“You mean I am to be put in jail?”

“Yes, until the court shall decide whether you are guilty of murder, or of involuntary homicide.”

Crochard, surnamed Bagnolet, seemed to have foreseen this conclusion: at least he coolly shrugged his shoulders, and said in a hoarse voice,—

“In that case I shall have my linen changed pretty often here; for, if I had been wicked enough to plot an assassination, I should not have been fool enough to say so.”

“Who knows?” replied the magistrate. “Some evidence is as good as an avowal.”

And, turning to the clerk, he said,—

“Read the deposition to the accused.”

A moment afterwards, when this formality had been fulfilled, the magistrate and the old doctor left the room. The former looked extremely grave, and said,—

“You were right, doctor; that man is a murderer. The so-called friend, whose name he would not tell us, is no other person than the rascal whose tool he is. And I mean to get that person’s name out of him, if M. Champcey recovers, and will give me the slightest hint. Therefore, doctor, nurse your patient.”

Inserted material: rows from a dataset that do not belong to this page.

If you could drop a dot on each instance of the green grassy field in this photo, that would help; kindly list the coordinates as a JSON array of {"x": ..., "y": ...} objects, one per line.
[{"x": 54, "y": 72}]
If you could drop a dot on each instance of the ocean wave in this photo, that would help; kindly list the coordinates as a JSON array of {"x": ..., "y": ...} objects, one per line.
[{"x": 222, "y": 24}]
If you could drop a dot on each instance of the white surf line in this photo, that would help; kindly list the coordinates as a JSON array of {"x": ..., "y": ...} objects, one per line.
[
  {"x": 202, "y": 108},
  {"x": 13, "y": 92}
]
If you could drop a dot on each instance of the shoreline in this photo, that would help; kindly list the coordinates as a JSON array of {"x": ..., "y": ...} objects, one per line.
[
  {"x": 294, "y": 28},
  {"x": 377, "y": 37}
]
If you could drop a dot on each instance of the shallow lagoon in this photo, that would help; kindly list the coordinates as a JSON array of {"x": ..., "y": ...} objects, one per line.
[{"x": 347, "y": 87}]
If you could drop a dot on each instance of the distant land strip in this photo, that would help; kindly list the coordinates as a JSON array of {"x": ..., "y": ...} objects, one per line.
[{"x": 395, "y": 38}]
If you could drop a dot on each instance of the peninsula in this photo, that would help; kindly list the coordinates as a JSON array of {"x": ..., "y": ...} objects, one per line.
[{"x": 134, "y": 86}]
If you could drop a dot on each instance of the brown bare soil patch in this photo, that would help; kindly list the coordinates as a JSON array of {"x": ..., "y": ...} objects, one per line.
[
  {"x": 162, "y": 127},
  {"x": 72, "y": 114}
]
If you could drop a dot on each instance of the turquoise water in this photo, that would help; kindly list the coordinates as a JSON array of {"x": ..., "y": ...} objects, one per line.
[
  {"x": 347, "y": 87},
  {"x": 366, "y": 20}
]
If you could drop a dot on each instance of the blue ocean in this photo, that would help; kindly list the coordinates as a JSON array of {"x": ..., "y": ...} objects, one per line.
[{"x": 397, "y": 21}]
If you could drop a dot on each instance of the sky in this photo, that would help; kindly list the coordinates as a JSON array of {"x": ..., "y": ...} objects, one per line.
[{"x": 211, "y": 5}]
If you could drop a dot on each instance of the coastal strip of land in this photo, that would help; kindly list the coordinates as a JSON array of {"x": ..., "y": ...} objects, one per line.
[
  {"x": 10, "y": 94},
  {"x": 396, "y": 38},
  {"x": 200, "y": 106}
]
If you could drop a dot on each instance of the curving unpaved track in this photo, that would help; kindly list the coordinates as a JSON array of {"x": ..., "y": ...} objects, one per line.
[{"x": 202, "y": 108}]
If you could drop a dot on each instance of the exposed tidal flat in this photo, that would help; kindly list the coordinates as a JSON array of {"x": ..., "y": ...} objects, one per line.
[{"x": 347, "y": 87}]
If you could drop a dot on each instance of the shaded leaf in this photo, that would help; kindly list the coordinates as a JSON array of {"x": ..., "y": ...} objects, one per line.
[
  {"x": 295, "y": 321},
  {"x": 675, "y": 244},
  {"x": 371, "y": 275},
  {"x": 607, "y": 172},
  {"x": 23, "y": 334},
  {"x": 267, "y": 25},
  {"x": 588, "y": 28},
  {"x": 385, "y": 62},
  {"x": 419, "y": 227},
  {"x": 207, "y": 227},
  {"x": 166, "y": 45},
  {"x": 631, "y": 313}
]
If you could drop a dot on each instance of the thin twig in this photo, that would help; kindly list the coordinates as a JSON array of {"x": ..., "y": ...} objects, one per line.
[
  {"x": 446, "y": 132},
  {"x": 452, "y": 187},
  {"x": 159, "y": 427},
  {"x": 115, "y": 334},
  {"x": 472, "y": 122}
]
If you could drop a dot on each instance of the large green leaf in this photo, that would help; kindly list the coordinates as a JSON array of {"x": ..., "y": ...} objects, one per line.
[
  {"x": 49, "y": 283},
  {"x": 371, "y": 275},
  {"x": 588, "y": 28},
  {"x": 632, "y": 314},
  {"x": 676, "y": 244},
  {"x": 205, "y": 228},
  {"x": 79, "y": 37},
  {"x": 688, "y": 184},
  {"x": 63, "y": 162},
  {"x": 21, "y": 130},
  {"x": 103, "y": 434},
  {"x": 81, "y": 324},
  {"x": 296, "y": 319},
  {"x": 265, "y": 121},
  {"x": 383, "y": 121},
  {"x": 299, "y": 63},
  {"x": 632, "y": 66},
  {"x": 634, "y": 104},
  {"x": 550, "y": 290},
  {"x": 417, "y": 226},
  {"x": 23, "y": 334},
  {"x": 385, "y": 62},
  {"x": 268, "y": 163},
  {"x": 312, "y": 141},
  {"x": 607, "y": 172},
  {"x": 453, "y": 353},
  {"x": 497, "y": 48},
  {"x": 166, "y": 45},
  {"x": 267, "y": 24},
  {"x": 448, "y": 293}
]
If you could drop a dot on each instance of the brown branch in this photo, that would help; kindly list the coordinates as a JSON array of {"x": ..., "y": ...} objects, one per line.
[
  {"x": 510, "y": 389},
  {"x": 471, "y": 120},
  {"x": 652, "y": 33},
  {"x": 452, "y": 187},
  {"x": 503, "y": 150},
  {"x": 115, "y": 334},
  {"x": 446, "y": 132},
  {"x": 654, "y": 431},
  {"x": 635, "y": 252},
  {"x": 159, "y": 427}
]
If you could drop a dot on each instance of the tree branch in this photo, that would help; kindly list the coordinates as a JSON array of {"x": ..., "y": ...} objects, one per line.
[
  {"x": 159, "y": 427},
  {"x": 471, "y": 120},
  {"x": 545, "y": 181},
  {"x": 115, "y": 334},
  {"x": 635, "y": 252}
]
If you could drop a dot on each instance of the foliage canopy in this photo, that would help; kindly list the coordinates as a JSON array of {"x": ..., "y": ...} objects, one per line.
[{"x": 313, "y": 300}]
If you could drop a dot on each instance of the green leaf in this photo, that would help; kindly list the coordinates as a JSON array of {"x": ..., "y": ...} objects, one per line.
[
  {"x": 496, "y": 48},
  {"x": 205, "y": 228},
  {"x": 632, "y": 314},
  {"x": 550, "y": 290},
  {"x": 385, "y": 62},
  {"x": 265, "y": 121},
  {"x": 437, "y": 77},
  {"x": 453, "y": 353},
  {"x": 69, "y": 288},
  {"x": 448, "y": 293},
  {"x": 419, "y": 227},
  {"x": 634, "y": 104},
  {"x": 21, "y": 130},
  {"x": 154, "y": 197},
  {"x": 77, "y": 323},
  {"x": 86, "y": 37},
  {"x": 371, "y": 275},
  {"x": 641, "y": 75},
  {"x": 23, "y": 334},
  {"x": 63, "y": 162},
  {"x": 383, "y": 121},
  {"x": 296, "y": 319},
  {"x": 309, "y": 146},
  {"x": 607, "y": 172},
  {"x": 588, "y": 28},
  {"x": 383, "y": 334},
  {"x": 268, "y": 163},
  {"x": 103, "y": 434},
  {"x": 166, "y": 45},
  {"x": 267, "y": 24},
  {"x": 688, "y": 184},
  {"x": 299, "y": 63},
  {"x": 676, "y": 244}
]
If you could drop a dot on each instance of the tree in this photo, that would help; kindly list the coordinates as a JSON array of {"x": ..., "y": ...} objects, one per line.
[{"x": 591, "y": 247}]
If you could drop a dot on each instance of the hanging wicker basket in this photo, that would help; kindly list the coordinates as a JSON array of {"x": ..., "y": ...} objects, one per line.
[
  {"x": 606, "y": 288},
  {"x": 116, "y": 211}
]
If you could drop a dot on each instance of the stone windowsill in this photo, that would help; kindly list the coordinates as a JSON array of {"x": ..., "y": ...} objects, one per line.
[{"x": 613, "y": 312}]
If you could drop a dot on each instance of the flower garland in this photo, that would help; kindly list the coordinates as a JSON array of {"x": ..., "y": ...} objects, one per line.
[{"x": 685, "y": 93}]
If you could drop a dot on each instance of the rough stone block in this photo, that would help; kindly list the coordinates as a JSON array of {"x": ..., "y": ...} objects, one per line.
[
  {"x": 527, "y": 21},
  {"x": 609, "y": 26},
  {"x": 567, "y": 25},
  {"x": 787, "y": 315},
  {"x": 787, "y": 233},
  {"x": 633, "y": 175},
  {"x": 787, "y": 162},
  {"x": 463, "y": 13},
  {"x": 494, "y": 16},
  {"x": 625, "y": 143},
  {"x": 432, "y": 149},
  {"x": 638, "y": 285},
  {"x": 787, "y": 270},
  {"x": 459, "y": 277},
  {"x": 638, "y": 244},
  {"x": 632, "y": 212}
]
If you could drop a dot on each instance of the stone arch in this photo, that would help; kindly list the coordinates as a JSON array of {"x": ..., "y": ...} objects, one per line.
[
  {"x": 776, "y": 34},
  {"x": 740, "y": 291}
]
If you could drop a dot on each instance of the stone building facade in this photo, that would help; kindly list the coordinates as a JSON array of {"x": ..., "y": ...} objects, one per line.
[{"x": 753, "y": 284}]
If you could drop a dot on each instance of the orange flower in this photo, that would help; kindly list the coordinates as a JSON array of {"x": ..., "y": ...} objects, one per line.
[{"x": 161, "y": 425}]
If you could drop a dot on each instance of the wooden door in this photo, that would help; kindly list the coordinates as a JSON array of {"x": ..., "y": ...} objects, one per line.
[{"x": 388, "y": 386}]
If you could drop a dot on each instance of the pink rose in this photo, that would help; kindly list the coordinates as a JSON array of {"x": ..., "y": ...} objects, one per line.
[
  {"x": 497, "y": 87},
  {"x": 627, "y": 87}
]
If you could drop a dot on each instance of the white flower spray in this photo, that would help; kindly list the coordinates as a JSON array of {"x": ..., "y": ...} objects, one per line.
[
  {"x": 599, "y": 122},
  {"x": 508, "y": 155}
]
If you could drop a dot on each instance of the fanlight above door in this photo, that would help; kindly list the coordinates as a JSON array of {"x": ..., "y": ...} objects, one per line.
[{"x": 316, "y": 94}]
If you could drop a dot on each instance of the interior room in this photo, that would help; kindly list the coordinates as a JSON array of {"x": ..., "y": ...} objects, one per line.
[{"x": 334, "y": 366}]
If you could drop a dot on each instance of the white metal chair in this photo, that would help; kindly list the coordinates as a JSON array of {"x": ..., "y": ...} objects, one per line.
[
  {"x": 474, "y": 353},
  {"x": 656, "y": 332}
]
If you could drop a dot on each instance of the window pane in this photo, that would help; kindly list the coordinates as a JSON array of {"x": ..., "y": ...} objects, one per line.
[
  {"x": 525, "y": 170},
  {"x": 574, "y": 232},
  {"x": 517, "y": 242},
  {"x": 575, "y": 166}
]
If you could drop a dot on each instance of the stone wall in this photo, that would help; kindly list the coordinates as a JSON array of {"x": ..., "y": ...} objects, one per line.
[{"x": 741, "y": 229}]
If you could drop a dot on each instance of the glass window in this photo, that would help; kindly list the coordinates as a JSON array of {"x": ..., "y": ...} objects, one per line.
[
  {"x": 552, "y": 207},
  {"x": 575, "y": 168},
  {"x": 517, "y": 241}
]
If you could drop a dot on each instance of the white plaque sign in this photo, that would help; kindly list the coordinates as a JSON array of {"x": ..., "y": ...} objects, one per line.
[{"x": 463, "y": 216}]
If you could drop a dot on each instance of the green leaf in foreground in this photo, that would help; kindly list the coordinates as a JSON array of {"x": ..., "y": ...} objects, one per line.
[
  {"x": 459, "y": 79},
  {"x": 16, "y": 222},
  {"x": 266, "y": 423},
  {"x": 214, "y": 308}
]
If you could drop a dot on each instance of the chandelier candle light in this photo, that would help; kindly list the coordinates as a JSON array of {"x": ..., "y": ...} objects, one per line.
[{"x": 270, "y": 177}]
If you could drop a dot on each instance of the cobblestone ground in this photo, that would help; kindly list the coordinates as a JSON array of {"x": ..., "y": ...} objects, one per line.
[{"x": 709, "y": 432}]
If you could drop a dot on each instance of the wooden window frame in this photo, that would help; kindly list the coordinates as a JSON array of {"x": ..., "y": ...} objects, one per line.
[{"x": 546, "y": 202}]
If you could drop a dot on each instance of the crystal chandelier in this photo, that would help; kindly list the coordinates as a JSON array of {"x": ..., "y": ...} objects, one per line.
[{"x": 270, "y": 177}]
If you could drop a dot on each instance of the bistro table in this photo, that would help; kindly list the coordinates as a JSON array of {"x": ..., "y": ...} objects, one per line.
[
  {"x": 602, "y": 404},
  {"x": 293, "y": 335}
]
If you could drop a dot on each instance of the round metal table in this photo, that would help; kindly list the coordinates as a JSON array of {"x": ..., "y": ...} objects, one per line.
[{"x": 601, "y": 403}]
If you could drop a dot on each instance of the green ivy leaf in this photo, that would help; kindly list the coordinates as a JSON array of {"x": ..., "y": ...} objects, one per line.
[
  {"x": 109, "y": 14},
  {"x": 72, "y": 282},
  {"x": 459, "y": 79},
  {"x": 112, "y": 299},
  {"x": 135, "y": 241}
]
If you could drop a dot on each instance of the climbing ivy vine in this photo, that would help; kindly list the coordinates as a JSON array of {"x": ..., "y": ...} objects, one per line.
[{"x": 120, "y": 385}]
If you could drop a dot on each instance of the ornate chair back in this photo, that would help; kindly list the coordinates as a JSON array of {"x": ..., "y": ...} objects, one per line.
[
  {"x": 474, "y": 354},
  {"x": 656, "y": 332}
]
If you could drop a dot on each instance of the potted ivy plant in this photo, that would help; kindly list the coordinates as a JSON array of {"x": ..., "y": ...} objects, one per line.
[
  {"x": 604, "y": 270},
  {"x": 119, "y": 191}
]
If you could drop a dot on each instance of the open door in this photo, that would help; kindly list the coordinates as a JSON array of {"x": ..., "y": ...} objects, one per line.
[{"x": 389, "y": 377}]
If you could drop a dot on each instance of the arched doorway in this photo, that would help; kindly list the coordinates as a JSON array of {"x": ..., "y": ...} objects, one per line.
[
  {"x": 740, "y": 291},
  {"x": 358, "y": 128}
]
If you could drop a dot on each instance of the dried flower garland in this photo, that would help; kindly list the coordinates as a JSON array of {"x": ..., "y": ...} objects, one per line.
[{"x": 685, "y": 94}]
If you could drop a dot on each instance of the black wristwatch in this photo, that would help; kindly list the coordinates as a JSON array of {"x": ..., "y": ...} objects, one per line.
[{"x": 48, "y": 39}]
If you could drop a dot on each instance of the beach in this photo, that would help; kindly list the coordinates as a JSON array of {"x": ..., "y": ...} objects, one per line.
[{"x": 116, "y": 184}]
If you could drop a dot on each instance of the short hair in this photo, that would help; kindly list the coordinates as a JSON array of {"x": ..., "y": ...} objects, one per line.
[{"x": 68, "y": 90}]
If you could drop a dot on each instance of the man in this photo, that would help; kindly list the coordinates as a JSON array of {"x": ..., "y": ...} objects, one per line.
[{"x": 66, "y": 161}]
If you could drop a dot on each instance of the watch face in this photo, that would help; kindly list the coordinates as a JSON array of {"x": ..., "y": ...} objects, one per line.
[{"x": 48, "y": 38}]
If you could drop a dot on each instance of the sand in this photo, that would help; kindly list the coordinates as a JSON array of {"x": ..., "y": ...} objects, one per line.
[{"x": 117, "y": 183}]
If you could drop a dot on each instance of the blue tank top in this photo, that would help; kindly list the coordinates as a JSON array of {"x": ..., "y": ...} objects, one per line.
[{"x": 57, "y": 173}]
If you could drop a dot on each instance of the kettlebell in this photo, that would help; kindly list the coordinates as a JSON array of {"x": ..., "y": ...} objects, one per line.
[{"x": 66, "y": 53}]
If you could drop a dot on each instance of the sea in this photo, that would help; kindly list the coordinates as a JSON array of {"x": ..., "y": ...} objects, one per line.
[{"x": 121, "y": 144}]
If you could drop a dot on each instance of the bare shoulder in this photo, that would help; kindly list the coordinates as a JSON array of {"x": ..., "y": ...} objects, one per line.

To recommend Daniel to the surgeon was at least superfluous. If the old original was inexorable, as they said on board ship, for those lazy ones who pretended to be sick for the purpose of shirking work, he was all tenderness for his real patients; and his tenderness grew with the seriousness of their danger. He would not have hesitated a moment between an admiral who was slightly unwell, and the youngest midshipman of the fleet who was dangerously wounded. The admiral might have waited a long time before he would have left the midshipman,—an originality far less frequent than we imagine.